Pics of the campsite:
The next morning, we got up at 3:00 to get ready for our summit bids. We left the camp at around 3:30 intending to summit Mt. Harvard first. The trail was easy to follow up the valley and it continued through the rocks all the way up high on Mt. Harvard’s west shoulder. Just before the summit, we had a slight scramble to reach the highest perch. All 5 of us were on Mt. Harvard’s summit at around 6:10. We were socked in by clouds, but this was a wonderful summit for us all to share together.
A few pics of us at the Harvard summit:
We hung around the summit for about 15 minutes or so, and Adam and Gordy decided to descend back to camp as they weren’t feeling up for the long traverse to Mt. Columbia ahead. Steve, Tyler and I began the traverse down the ridge toward Harvard/Columbia saddle at around 6:30. This was a beautiful ridgeline hike down to the lower grassy slopes.

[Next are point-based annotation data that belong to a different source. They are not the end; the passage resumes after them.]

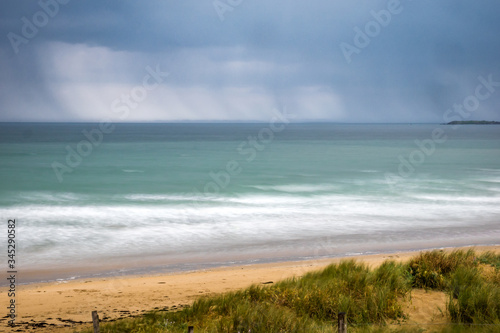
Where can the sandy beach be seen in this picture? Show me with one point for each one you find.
(66, 306)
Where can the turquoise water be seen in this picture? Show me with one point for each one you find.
(182, 195)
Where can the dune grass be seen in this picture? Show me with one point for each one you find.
(372, 299)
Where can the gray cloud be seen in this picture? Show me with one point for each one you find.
(263, 55)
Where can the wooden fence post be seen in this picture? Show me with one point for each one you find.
(342, 322)
(95, 321)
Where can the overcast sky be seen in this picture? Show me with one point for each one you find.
(343, 61)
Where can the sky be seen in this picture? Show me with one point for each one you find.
(240, 60)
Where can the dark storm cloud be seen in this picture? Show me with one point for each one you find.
(243, 62)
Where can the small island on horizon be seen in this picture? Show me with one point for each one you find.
(473, 122)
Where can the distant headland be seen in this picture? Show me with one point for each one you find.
(473, 122)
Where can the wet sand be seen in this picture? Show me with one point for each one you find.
(65, 306)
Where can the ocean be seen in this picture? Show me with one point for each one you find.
(91, 200)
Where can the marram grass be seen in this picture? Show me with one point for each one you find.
(372, 299)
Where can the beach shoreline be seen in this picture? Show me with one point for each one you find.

Finding the correct line after descending to around 12,800’ was the key to the traverse. We followed the 14ers.com description and 14ers.com user Aubrey's H/C trip report, which perfectly led us down the ridgeline, around a rocky point low on the ridge, down a scree couloir, and then around a corner to the right, where we were able to see the best line where we would begin to ascend again. There was some snow on the line, which actually turned out to be beneficial since it was very easy to walk on compared to the constant talus fields on this route. The line through the patchy snowfields took us up high on Columbia’s northeast grassy slopes. We knew there was essentially a right turn somewhere which would take us up to Columbia’s north ridge, but we missed the turn and ended up ascending to Columbia’s northeast ridge (I guess, that's what it would be called), which we followed all the way to the summit. This route worked fine and was probably not much more, if any, strenuous than the standard north ridge ascent. As with all routes on Mt. Columbia, the northeast ridge was ridden with small, ankle-breaking talus, but we expected this and just got through it. Steve was feeling really good at this point and he ended up ahead of Tyler and me by a good 15-20 minutes or more. When we all reached the summit at around 10:00, we shared a few minutes up there relishing in the long ascent and traverse we had just made of Mt. Harvard and Mt. Columbia. This is not an easy route and we had persevered through it in reasonable time and shape.
Pics on the Columbia summit:
We then started the descent of Mt. Columbia’s west slopes route. This descent was an extremely steep scree slope all the way down to the valley. There was a good trail all the way from the summit to the valley, so it was not difficult to follow as we thought it might have been from our studying of the route. Even on the trail, though, the route is tough on the legs and knees due to its steepness, and I don’t believe I would ever want to ascend this route due to how loose the rocks are and due to the scree and erosion there. We finally made it to the bottom of the scree slope and found a trail which led us almost perfectly back to our campsite, where we found Gordy and Adam around 12:00. I immediately took my pack off and laid down basking in the sun for a few moments. We then packed all of our stuff into our heavy packs and descended back to the car, arriving there around 2:00. What a climb!
NOTE: We had both of the Mt. Harvard and Mt. Columbia summits to ourselves, and beyond the campsite, we only saw 3 people the whole time on our Harvard/Columbia summit climbs. The 3 people were ascending Mt. Columbia on our way down the scree slope.